Statistical procedures
Statistics were performed using Minitab®. One-way analysis of variance was used to determine if treatment means differed, and when differences occurred the comparison between means was made using Tukey’s method (p < 0.05). Linear regression was also performed to determine relationships between variables using Minitab®. The variance of the total 15N recovered was calculated as being equal to the sum of the variances of each N pool plus twice the covariance of all two-way combinations of the N pools (Legg and Meisinger 1982). In the following text all numerals after the ± sign in the text are standard errors of the mean unless otherwise noted.
Results
Soil and biochar properties
Soil properties demonstrate that the soil was of good fertility and not lacking in terms of nutrients required for ryegrass growth (Table 2). The physical and chemical properties of the biochar materials, pertinent to the discussion that follows, showed that the biochar materials varied with respect to cation exchange capacity, pH, and surface acidity with the BC1 material having the lowest surface acidity, BC1 and BC2 having the lowest pH (5.15 to 5.97) and BC3 having higher cation exchange capacity (Table 3). Volatile organic compounds were also detected (Table 3). For completeness the biochar elemental composition based on acid digestion and water extractable ions are presented in supplementary Tables S1 and S2.
15N enrichment of biochar following exposure to ammonia and its stability
After exposure to NH3 gas the total N content of the enriched biochar material (eBC) increased by an average 6.7 mg g−1 (± 0.6) with post exposure concentrations ranging from 7.8 to 10.0 mg g−1 eBC. Linear regression showed that the N contents of the eBC materials were strongly related to their initial pH values (r 2 = 0.92, p < 0.05) and their surface acidities (r 2 = 0.74, p < 0.14), which are shown Table 3. Other measured variables showed no relationship with increases in biochar N content.

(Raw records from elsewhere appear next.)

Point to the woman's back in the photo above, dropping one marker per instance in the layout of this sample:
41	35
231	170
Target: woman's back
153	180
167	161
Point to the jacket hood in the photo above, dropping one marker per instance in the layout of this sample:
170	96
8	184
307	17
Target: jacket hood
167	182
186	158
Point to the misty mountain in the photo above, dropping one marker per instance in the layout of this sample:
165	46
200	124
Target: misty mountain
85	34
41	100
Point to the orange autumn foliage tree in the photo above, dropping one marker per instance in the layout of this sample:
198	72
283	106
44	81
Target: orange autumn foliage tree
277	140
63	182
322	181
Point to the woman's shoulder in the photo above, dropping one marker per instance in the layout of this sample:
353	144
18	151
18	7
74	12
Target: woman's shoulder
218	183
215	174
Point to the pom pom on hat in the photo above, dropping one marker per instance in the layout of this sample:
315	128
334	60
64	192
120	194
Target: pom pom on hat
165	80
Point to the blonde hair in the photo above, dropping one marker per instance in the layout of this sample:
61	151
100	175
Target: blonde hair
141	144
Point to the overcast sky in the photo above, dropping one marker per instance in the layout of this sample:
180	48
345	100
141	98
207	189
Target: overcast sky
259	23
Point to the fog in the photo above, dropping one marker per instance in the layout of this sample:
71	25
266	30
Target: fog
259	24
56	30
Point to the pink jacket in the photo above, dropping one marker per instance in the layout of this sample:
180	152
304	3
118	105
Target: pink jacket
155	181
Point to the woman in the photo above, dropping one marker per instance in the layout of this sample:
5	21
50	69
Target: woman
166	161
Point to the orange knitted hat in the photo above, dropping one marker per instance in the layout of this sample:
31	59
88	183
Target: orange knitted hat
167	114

Following exposure to NH3 the pH of the eBC1, eBC2, eBC3 and eBC4 materials also increased with values of 8.5, 9.1, 8.8 and 8.4, respectively. The 15N enrichments of the eBC materials ranged from 3.4 to 4.9 atom% 15N with higher enrichment in eBC1, which was initially the most acidic (pH 5.15) biochar (Fig. 1). The stability of the eBC material, tested by leaving the eBC1 material under a continuous ambient air-flow of 0.65 m s−1 for 12 days, showed that there was no significant change in total N content or its 15N enrichment (Fig. 2), demonstrating that the 15N-biochar matrix was stable under ambient conditions. Extraction of the eBC materials with 2 M KCl showed that their ammonium-N (NH +4 -N) concentrations had increased following exposure to NH3 (Fig. 3), with BC and eBC materials containing on average 40 (± 1) and 760 (± 153) μg g−1 of NH +4 -N. The initial nitrate-N (NO −3 -N) concentration of the BC materials averaged 200 (± 1) μg g−1 of biochar but NO −3 -N was undetectable in the KCl extracts of the eBC materials. Initial biochar pH and surface acidity of the BC materials did not correlate with KCl extractable inorganic-N contents of the 15N enriched biochar materials.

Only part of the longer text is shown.